All previously discussed concepts should provide a solid foundation to explore some code examples.
We'll now revisit the Hello World guide and offer a much-needed explanation of the code you ran earlier.

That code produced one of the most basic infrastructure possible in AWS - a S3 bucket that hosts static website files. The model and resource graphs are below.

Code Dissection

Let's revisit relevant parts of the code, but with more explanation.

app.module.ts
@Module({
imports: [S3WebsiteSaveManifestModule],
})
export class AppModule implements IModule<App> {
async onInit(): Promise<App> {
// ...
}
}

We begin with a Module. The AppModule imports the pre-defined S3WebsiteSaveManifestModule which is provided in the octo-aws-cdk library. That module is responsible for generating a S3 manifest to track all the files uploaded to the website.
Every module must implement IModule<T> where T is the return type. You can return anything, including void.
The onInit() method is where the module logic is implemented.


app.module.ts
async onInit(): Promise<App> {
const app = new App('octo-test');

const service = new S3StaticWebsiteService(RegionId.AWS_US_EAST_1A, BUCKET_NAME);
app.addService(service);

await service.addSource(websiteSourcePath);

return app;
}

Within the onInit() method we create an app, a S3StaticWebsiteService service, and point it to the website directory where our static files live.


main.ts
const octo = new Octo();
await octo.initialize(new LocalStateProvider(octoStatePath), [{ type: EventLoggerListener, options: {} }]);

The main.ts file is where the project is bootstrapped. The Octo class is initialized by passing a StateProvider. We are using the LocalStateProvider which will store the state in a local file.
Optionally, we also pass the EventLoggerListener listener which provides logging support to debug Octo.


main.ts
await octo.compose();
const app = octo.getModuleOutput<App>(AppModule) as App;

Next, we call the compose() method to get all modules to run. In this function, Octo runs the onInit() method of each registered and imported modules.
The getModuleOutput() is a helper method to collect the output from any Module.


main.ts
const generator = await octo.beginTransaction(app);
const modelTransactionResult = await generator.next();
await octo.commitTransaction(app, modelTransactionResult.value);

In this last part of the code, we use the app instance to begin the transaction, which in turn traverses the app children, and generates diffs to work on. A generator is returned.
Upon calling next(), all diffs are processed in order, the S3 bucket is created, and all website files are uploaded.
The output of the generator is passed to commitTransaction() which will update the state with the new models and resources.


tip

The beginTransaction(app, options) method returns a generator, and accepts 4 options to stop the generator at important milestones to debug the application.
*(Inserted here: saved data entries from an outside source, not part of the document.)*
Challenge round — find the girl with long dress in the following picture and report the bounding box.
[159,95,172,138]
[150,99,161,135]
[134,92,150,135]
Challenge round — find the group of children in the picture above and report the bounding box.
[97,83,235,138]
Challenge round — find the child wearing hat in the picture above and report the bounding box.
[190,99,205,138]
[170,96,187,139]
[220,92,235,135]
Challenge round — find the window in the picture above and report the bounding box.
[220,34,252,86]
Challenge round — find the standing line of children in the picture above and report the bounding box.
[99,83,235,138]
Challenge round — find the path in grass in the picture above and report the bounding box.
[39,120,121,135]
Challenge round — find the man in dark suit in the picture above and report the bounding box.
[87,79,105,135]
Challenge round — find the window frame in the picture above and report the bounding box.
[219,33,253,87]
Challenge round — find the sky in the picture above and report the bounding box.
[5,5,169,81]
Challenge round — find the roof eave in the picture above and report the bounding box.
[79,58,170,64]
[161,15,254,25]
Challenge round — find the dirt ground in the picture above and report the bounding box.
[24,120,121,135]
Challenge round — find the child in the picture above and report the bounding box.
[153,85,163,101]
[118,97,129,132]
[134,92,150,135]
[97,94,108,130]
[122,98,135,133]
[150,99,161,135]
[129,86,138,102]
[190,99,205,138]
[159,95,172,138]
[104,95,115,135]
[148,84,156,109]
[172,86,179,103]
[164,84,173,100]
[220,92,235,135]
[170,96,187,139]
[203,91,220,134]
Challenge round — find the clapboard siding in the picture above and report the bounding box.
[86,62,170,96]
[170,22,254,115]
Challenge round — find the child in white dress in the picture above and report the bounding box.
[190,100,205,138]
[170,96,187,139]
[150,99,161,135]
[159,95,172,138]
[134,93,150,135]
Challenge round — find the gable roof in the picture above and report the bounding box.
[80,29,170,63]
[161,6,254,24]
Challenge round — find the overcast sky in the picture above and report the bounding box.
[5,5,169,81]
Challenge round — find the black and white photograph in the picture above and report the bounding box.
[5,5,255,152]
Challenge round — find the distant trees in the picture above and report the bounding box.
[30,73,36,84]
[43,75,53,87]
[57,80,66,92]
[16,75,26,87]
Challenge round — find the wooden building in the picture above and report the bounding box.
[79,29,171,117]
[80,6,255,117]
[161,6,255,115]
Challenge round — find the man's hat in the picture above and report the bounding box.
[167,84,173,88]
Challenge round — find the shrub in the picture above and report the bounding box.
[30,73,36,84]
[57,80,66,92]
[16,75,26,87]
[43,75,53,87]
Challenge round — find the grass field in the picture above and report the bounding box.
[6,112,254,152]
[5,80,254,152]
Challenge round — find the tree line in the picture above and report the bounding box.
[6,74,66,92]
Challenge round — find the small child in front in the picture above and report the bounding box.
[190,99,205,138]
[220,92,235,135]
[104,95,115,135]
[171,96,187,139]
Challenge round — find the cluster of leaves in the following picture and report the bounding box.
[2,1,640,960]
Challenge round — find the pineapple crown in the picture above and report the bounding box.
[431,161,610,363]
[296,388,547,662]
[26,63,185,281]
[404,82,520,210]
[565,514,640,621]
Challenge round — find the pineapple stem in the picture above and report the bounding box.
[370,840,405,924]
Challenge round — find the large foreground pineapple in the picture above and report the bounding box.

  • yieldModelDiffs to output all the differences Octo found in the new model state vs the previous model state.
  • yieldModelTransaction to output Octo's model execution plan order.
  • yieldResourceDiffs to output all the differences Octo found in the new resource state vs the previous resource state.
  • yieldResourceTransaction to output Octo's resource execution plan order.

State Files

Now let's focus on the autogenerated files that represents the state of your infrastructure.

models.json
resources.json
<my-bucket-name>-manifest.json

The models.json and resources.json contains serialized output of Models, Resources, and Shared Resources.
The <my-bucket-name>-manifest.json file is specific to the S3StaticWebsiteService service and contains all files of the website currently being tracked.

We implore you to open and inspect each of these files to better understand how Octo stores state!